Champagne Hervé Brisson traces its roots to 1952, when Hervé's grandfather planted the estate's oldest Chardonnay vines on steep chalky marl slopes in the Vallée du Petit Morin—a lesser-known Champagne valley southeast of Épernay, near Vert-la-Gravelle. Hervé Brisson's first harvest on the family state was in 2001. Over the next decade he invested in winemaking equipment and by 2013 he installed his own press for estate winemaking. In 2016 he launched organic conversion, achieving
Agriculture Biologique certification by 2019 (with first organic vintages released in 2022).

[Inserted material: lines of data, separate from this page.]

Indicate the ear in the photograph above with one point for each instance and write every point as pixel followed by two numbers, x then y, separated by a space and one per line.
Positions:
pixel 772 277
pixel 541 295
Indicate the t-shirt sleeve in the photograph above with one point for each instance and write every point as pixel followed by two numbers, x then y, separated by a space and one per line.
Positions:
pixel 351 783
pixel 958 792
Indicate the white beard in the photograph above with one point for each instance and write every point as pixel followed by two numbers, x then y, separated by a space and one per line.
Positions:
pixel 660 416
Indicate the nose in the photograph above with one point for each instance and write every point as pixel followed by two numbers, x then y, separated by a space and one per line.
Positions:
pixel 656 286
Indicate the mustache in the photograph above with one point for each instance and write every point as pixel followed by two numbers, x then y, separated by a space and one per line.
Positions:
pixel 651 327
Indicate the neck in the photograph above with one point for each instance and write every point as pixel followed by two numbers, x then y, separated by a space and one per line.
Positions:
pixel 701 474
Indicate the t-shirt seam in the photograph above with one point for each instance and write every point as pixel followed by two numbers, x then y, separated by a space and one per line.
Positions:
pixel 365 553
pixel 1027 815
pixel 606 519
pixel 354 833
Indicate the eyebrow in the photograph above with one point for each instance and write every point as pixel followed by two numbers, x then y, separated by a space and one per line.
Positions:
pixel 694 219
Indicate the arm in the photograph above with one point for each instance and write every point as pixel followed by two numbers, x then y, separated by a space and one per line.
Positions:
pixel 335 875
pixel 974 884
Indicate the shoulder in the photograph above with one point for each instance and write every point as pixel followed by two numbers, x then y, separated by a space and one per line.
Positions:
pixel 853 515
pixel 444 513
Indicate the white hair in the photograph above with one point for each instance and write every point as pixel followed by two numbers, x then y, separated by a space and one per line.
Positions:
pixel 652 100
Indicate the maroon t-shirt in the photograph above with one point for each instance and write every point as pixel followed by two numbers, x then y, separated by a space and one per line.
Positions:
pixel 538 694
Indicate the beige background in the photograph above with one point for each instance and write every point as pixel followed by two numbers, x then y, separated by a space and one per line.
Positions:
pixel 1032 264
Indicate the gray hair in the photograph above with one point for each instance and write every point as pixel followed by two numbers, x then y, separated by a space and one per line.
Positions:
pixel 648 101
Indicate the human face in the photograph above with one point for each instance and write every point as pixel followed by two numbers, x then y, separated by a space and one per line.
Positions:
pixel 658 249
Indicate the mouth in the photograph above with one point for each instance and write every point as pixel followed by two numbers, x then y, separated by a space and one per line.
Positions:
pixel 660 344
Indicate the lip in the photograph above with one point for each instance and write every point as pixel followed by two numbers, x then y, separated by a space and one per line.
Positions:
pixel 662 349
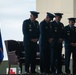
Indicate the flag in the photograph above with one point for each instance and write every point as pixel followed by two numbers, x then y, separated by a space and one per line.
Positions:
pixel 1 49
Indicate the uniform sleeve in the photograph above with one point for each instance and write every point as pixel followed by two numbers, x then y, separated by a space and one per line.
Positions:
pixel 42 29
pixel 38 30
pixel 51 31
pixel 25 30
pixel 62 31
pixel 1 42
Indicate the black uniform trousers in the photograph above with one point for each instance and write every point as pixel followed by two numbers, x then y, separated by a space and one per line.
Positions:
pixel 30 56
pixel 45 58
pixel 68 50
pixel 56 62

Today this solo artisan tends just 3.35 hectares—mostly Chardonnay (3+ ha), a touch of Meunier—focusing on living soils, biodiversity, and "return to essentials" winemaking with native yeasts, gravity-fed handling, and minimal sulfur. “Les Aulnes” (named for the alder trees shading the key parcel) is his flagship Extra Brut Blanc de Blancs, a multi-vintage blend drawing from old vines (avg. 40+ years) for purity and precision, aged 12 months in neutral oak then 15+ months on lees before low-dosage (~4-6g/L) disgorgement.

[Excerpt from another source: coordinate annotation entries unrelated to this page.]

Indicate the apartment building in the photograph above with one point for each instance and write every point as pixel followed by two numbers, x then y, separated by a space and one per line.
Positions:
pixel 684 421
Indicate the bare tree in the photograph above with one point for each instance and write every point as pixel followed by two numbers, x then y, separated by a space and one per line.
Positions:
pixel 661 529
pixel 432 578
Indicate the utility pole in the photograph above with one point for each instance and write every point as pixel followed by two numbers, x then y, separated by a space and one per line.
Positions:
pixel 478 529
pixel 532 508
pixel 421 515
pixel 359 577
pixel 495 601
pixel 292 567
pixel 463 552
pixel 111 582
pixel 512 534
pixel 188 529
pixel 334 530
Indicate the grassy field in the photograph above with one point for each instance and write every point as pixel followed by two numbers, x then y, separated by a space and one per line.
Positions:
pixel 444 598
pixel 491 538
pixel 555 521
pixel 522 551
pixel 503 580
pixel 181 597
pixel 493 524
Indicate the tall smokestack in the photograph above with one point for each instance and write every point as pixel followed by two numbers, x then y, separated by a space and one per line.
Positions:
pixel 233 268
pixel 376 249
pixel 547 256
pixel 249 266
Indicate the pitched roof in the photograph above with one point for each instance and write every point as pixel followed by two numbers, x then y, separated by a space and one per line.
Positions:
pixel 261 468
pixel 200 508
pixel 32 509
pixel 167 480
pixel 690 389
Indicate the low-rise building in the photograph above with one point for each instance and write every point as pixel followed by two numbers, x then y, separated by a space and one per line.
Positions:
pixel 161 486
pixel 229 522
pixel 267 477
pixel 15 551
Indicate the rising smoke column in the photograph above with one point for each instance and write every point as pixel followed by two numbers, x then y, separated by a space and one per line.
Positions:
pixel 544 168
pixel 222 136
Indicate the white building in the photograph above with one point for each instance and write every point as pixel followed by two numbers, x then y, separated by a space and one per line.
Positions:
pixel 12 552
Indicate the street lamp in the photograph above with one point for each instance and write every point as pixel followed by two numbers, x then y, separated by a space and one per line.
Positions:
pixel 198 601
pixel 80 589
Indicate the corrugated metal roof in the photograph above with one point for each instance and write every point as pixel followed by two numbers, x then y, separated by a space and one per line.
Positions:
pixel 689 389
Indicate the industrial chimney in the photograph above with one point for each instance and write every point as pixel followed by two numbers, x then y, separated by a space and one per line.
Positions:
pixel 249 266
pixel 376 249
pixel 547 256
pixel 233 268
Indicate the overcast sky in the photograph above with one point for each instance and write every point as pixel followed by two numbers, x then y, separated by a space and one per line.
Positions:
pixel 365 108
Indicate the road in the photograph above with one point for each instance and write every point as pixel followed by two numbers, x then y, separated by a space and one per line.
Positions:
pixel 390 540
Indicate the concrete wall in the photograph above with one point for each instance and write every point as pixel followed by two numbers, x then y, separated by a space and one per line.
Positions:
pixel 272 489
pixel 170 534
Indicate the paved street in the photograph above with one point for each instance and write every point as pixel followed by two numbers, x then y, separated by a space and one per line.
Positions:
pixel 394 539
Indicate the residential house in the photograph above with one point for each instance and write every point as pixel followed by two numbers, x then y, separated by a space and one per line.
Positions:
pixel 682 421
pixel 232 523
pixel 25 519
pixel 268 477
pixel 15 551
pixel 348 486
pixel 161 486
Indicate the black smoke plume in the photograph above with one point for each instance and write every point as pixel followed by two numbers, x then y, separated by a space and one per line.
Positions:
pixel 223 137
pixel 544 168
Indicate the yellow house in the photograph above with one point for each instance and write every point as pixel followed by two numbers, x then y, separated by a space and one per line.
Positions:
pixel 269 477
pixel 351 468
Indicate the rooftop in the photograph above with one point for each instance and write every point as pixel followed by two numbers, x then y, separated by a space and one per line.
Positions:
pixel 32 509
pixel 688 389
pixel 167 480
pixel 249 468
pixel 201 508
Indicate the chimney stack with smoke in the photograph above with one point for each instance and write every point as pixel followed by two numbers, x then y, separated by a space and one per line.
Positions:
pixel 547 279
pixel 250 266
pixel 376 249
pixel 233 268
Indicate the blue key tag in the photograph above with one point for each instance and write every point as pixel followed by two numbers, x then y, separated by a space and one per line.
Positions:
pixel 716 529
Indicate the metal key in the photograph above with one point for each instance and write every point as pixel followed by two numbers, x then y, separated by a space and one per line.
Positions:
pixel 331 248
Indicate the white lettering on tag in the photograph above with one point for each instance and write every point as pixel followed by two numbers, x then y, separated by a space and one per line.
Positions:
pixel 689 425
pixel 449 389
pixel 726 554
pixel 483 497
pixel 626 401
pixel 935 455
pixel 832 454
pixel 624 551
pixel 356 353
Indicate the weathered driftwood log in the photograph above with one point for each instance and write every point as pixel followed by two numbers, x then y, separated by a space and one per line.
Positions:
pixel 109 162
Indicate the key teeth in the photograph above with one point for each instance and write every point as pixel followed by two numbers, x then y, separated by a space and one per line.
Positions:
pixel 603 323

Hervé's philosophy rejects big-Champagne uniformity for terroir transparency: hand-harvested in small boxes, gentle pressing, barrel texture without oak dominance, and extended lees for savory depth, all on the Petit Morin's cool, mineral-rich limestone that yields wines of electric focus. “Les Aulnes” captures this ethos—tense green apple and citrus zest on the nose with white flowers and brioche hints, exploding into a chalky, saline palate of crisp minerality, fine lively bubbles, and creamy integration that lingers endlessly. It's grower Champagne at its most authentic: not flashy, but profoundly structured and ageworthy from a micro-producer whose organic commitment and old-vine patience make every bottle a quiet revelation.